When I signed up for the Accomplice Tour, endorsed by Neil Patrick Harris, I had no idea what I was in for. The night before the tour, I received a strange voicemail from a man with a thick Italian accent saying, “I need yous to be at Wata Street. Wata as in H2O. I’m gonna send a fella there to meet yous at exactly 1:30 sharp. Do not be late!” He concluded the message by instructing me to get rid of my phone because he didn’t want anyone tailing me. There was no backing out now. I was already an accomplice.

At 1:30 sharp on a Sunday afternoon in spring, the plot began. My roommate and I met a gang of eight beside the Brooklyn Bridge. They may have looked like your average teachers, bankers or clerks but we were all there for the same reason, and no one was to be trusted. A few minutes later, a man carrying a briefcase speaking loudly into his cell phone said, “Follow me.” That was our cue.

We huddled casually yet closely around him as he used the decoy to display information.

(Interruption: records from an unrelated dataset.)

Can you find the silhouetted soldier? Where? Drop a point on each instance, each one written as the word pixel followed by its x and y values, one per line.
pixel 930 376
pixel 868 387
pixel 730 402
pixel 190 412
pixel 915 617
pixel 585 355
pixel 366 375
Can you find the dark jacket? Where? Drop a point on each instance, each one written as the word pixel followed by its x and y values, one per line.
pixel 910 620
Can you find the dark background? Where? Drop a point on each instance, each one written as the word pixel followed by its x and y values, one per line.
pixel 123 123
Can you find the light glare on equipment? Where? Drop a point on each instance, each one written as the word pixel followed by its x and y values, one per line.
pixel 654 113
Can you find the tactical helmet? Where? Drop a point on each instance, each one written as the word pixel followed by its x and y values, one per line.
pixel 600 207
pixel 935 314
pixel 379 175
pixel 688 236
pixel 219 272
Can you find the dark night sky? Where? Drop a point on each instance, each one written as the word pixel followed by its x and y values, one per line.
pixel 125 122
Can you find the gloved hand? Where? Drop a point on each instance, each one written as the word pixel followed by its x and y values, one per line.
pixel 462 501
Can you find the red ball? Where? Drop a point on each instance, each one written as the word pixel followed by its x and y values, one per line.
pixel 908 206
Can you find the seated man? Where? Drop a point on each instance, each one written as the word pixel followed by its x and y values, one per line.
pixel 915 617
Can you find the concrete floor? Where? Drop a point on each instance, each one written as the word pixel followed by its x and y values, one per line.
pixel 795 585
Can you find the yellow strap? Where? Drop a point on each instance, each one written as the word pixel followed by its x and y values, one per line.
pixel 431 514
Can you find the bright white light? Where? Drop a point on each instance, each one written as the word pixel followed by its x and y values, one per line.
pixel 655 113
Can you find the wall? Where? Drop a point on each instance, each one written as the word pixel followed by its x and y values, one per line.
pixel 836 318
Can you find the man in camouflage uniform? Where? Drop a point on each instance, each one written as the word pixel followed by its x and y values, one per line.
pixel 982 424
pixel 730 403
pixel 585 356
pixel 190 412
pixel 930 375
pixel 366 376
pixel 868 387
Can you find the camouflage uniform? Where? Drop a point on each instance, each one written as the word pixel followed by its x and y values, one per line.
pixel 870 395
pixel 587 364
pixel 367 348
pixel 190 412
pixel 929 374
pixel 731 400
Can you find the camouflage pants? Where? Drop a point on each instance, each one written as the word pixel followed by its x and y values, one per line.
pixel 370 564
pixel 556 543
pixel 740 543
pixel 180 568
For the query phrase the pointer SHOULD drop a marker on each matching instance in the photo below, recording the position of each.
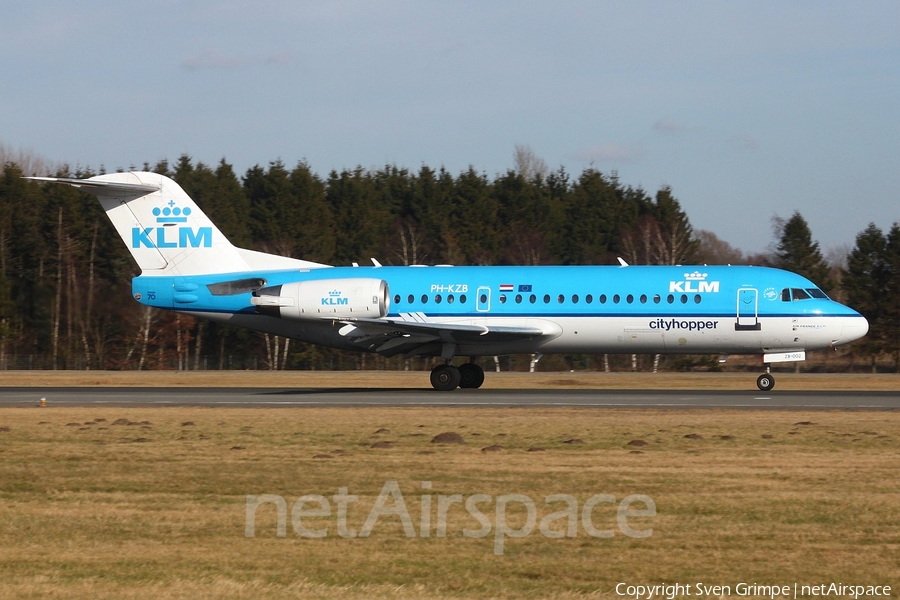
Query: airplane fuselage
(587, 309)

We were chosen, he said, because we were a bunch of nobodies – average citizens who looked like tourists that no one would suspect. He told us that his crew did a very big job for a very big man and soon they would receive a very big reward. They were going to escape to an island that night. But first, the six men involved needed to get their plane tickets – that’s where we came in. We had less than three hours to distribute six tickets to men who were hiding all over lower Manhattan.

He handed the tickets to a teenage girl carrying a backpack of suspicious belongings and gave a tape recorder to a British man wearing neon blue sneakers (he looked like a fast runner). He gave another man (the muscles of the group) a green hat to wear so that the six men could identify us and he gave me a manila envelope.

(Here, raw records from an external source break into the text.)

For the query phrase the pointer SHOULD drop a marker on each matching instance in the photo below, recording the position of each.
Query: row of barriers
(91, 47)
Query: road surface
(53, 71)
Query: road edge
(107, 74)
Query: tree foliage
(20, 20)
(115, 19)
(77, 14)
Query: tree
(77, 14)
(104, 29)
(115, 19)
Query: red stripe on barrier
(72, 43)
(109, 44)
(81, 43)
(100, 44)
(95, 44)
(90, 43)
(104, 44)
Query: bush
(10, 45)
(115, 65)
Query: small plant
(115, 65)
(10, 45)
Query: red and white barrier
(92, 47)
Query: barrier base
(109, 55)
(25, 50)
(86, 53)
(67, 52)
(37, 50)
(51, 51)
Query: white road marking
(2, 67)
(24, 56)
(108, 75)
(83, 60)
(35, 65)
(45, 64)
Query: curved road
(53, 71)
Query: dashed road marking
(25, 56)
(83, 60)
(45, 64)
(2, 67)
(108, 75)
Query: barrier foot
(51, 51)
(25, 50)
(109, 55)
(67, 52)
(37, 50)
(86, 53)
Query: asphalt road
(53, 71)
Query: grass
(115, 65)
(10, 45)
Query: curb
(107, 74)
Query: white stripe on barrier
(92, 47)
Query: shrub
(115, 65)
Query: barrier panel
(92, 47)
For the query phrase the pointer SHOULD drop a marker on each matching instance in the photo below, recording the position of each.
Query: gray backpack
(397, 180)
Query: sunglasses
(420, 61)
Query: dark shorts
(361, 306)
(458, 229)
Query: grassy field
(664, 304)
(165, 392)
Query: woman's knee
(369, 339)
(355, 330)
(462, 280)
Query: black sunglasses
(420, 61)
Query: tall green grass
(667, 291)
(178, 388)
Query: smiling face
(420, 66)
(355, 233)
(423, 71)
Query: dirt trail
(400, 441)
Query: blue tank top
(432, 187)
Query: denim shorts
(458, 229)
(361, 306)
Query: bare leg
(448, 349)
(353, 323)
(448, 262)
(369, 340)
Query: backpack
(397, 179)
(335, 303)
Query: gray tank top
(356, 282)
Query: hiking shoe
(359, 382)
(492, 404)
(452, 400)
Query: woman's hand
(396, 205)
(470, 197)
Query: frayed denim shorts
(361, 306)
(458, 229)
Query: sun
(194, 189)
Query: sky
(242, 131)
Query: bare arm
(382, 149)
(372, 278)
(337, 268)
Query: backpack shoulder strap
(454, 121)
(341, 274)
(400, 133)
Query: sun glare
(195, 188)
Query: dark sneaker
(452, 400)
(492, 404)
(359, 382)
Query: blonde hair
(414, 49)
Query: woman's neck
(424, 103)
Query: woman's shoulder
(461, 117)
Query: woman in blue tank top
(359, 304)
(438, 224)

“Don’t open the envelope until yous gets below the underpass,” he said. “And before you opens it, hit play on the tape recorder.” These were his last words before he picked up the cell phone, to which there was no ring, and walked away. Once we were safe below the underpass, blue shoes turned on the tape recorder, which began playing loud classical music. It was simply a distraction so that nearby pedestrians couldn’t hear our conversation. Inside the envelope was a picture of a bar and a note that read, “Ask for Milton.” When we arrived at the bar full of women’s undergarments hanging from the ceiling, the bartender told us Milton stopped by earlier to buy us a round of drinks and left us a note. As we consumed our beverages, we decoded the letter.

It led us to a car rental shop next to a sketchy vendor selling knickknacks at a table. “You want a smoke?” the man asked my roommate, motioning to an opened box of cigarettes. “No, thank you,” she said. “Go on. Take it,” sketchy man insisted. She looked him in the eye this time. “You got somethin’ for me?”

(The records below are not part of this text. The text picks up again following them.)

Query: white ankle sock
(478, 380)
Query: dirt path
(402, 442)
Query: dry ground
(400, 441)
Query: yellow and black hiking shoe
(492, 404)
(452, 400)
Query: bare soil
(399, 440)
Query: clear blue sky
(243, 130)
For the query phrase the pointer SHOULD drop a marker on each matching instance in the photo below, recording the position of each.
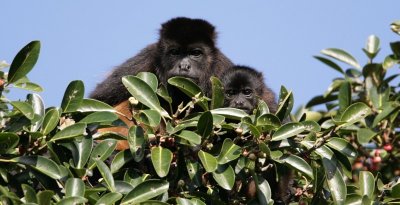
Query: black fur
(186, 47)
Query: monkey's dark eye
(174, 52)
(247, 92)
(196, 52)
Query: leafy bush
(346, 153)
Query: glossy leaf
(145, 191)
(217, 96)
(342, 146)
(298, 163)
(73, 96)
(230, 113)
(24, 61)
(150, 79)
(102, 151)
(209, 162)
(92, 105)
(41, 164)
(74, 187)
(50, 121)
(330, 63)
(205, 124)
(136, 142)
(83, 150)
(77, 129)
(109, 199)
(341, 55)
(364, 135)
(224, 176)
(143, 93)
(8, 140)
(25, 108)
(288, 130)
(355, 113)
(29, 86)
(106, 174)
(229, 152)
(367, 184)
(99, 117)
(344, 96)
(188, 87)
(190, 136)
(161, 159)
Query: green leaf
(344, 95)
(150, 79)
(72, 200)
(355, 113)
(150, 117)
(230, 113)
(8, 140)
(145, 191)
(205, 124)
(297, 163)
(217, 97)
(229, 152)
(311, 126)
(83, 150)
(224, 176)
(143, 93)
(341, 55)
(364, 135)
(99, 117)
(190, 136)
(77, 129)
(102, 151)
(188, 87)
(92, 105)
(50, 121)
(209, 162)
(288, 130)
(74, 187)
(29, 193)
(136, 142)
(109, 199)
(41, 164)
(25, 108)
(29, 86)
(367, 184)
(24, 61)
(372, 46)
(161, 159)
(342, 146)
(286, 102)
(330, 63)
(120, 159)
(44, 197)
(106, 174)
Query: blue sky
(84, 40)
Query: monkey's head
(187, 48)
(243, 86)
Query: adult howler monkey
(243, 86)
(186, 47)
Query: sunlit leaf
(209, 162)
(341, 55)
(25, 108)
(145, 191)
(24, 61)
(161, 159)
(224, 176)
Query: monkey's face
(241, 97)
(192, 61)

“Just a cigarette,” he said. She reached for the nicotine box and pulled out a cigarette half sticking out. There was a note rolled into the wrapper. She gave a head nod to the man and we proceeded. The tiny note told us what to say to the men once we found them. We went on to meet our first guy at the park.

This man was a difficult find, not because we couldn’t see him, but because he couldn’t see us. That’s right, a blind man sitting in a park was one of the six. He was holding a sign that read green hats. After we read the ticket details to him and handed him the goods, he gave us a peak inside his suitcase. Our next target was a man sitting at the end of the Brooklyn Bridge with a box.


Guy #2 was a lot easier to talk to, aside from his schizophrenia and turrets syndrome, but opening that box of his was not so easy. The code to the box was written on a plaque beside the bridge. Muscles took the man’s bike to retrieve it for us. After cracking the code, we unlocked the treasure containing a map, three dollars and a Chinese fortune cookie we needed to translate.

Oh, shucks. I may have said too much already.

I don’t want to give away all aspects of the mission because I have to cover my tracks. But I will say this: the remainder of the job included buying a live frog, chatting with a questionable construction worker, and having a nice Italian meal with a not-so-nice Italian man. Then, just when I thought the gig was up and I was out, they pulled me back in.

I’m proud to say my former accomplices and I completed the risky task before going our separate ways. It may have ended in a dicey situation with an undercover cop, but every grimy job comes with a great reward.